Mit der Broschüre „Ampelcheck Geldanlage“ wollte die VerbraucherzentraleHamburg Kapitalanlagen bewerten – jetzt hat der Versicherer Debeka den Vertriebgestoppt

Anja Krüger

Mit großer Leidenschaft liefern sich Verbraucherschützer und Versicherer einen Krieg um die grundsätzliche Frage: Welche Geldanlage taugt wirklich für die Altersvorsorge? Die Assekuranz setzt naturgemäß auf Lebens- und Rentenversicherungen.

Für viele Mitarbeiter von Verbraucherzentralen ist das jedoch undurchsichtiges und provisionsintensives Teufelszeug. Und diesen Standpunkt machen die Verbraucherschützer auch klar. Mal offen: Der Bund der Versicherten hat das Geschäftsmodell der Lebensversicherer einst als „legalen Betrug“ bezeichnet – eine durchaus statthafte Meinungsäußerung, urteilten Richter damals.

Mal aber auch etwas subtiler. In einer Broschüre listet etwa die Verbraucherzentrale Hamburg von A wie Antiquitäten über B wie Bausparverträge bis zu Z wie Zertifikaten alle möglichen Geldanlagen auf. Ampelfarben zeigen die Sicherheit, Rendite, Liquidität und Transparenz der Anlage. Rot bedeutet Gefahr, gelb Risiko und grün heißt, dass alles in Ordnung ist.

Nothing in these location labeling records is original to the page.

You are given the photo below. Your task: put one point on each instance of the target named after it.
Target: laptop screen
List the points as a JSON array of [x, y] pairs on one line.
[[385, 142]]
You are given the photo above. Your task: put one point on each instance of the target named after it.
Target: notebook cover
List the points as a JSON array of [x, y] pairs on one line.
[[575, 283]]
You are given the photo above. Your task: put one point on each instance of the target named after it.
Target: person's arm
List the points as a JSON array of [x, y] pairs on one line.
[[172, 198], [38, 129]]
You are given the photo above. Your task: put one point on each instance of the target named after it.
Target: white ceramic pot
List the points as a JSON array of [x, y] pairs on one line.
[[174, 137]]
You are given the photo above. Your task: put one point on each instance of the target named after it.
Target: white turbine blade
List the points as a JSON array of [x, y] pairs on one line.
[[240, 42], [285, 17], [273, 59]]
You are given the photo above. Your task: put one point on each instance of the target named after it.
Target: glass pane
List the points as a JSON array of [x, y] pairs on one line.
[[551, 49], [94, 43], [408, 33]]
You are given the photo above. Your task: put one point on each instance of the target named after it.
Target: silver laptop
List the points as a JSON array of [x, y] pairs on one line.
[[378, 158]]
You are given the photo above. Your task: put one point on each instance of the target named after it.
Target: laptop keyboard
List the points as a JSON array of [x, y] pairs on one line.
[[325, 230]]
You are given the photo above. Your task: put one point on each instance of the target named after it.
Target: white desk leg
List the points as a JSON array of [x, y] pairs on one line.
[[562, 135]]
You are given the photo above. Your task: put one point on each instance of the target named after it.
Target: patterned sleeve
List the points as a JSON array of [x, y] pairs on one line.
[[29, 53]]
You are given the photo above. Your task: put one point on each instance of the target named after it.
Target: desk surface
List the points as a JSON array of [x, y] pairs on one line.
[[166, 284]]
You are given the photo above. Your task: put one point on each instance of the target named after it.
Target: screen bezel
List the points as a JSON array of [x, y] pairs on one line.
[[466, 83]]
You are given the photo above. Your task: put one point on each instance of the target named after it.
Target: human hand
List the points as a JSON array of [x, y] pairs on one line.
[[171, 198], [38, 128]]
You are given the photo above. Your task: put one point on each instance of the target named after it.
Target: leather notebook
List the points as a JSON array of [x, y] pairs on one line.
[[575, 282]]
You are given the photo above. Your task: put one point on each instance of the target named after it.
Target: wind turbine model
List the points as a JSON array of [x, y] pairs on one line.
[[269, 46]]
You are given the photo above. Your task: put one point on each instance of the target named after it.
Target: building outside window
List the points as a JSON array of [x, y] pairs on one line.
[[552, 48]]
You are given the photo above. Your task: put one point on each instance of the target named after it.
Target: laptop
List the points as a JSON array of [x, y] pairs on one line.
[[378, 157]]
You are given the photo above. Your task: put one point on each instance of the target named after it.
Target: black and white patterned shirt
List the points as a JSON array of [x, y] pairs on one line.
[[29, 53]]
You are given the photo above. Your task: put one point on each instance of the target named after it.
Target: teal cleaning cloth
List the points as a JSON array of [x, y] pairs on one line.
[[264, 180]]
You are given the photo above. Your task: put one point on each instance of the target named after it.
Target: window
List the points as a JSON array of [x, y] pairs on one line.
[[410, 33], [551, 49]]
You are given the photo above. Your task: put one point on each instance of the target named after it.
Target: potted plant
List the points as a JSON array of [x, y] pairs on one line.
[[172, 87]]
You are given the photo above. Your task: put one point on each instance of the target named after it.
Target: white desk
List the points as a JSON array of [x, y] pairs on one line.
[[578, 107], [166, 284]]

Bei den Bundeswertpapieren auf Seite 14 ist fast alles grün, die Empfehlung für die Altersvorsorge lautet „ja“. Zwei Seiten weiter unter Kapitallebensversicherung/Private Rentenversicherung aber ist fast alles rot. Nur bei Sicherheit ist der Kreis überwiegend gelb, bei Rendite je zur Hälfte rot und gelb. „Geeignet für die Altersvorsorge: Nein“, lautet das vernichtende Urteil.

Das schmeckte den Gescholtenen gar nicht. Der Versicherer Debeka hat vor dem Landgericht Berlin eine einstweilige Verfügung gegen die Verbraucherzentrale erwirkt. Sie darf nicht mehr behaupten, Kapitallebens- und private Rentenversicherungen seien für die Altersvorsorge ungeeignet. Und ihre Broschüre „Ampelcheck Geldanlage“ nicht mehr vertreiben. „Wir sind einen Hauch konsterniert“, sagt Edda Castello von der Verbraucherzentrale Hamburg. Eine harmlose Broschüre sei das.

Die Debeka sieht durch die Broschüre hingegen ihr Geschäftsmodell verunglimpft. Sie verkauft nur klassische Lebensversicherungen. „Wer sich allein auf diese Broschüre verlässt, läuft Gefahr, bei seiner Altersvorsorge gravierende Fehler zu begehen“, schimpft Debeka-Chef Uwe Laue. „Deshalb war es notwendig, die Verbraucher per einstweiliger Verfügung vor diesen Ratschlägen zu schützen.“

Dabei kommt die schärfste Kritik an Lebensversicherungen meist aus der Branche selbst: Vermittler machen die Verträge der Konkurrenz schlecht, damit die Kunden kündigen und neue abschließen.

Die Verbraucherzentrale Hamburg kündigt nun Widerspruch gegen die Verfügung an. Man wolle nur eine einfache, überschaubare Information liefern. Und die bekämen Kunden bei Versicherern nicht, sondern würden stattdessen mit Zahlen, Daten und Tabellen überflutet. Bei der Debeka hat das obligatorische Produktinformationsblatt für Kunden fünf Seiten, bei anderen sind es mehr als 30. „Wir haben viele Bestellungen“, sagt Castello zur Broschüre. Und es dürften bald mehr werden, denn eine bessere Öffentlichkeitsarbeit als einen handfesten Rechtsstreit kann es kaum geben.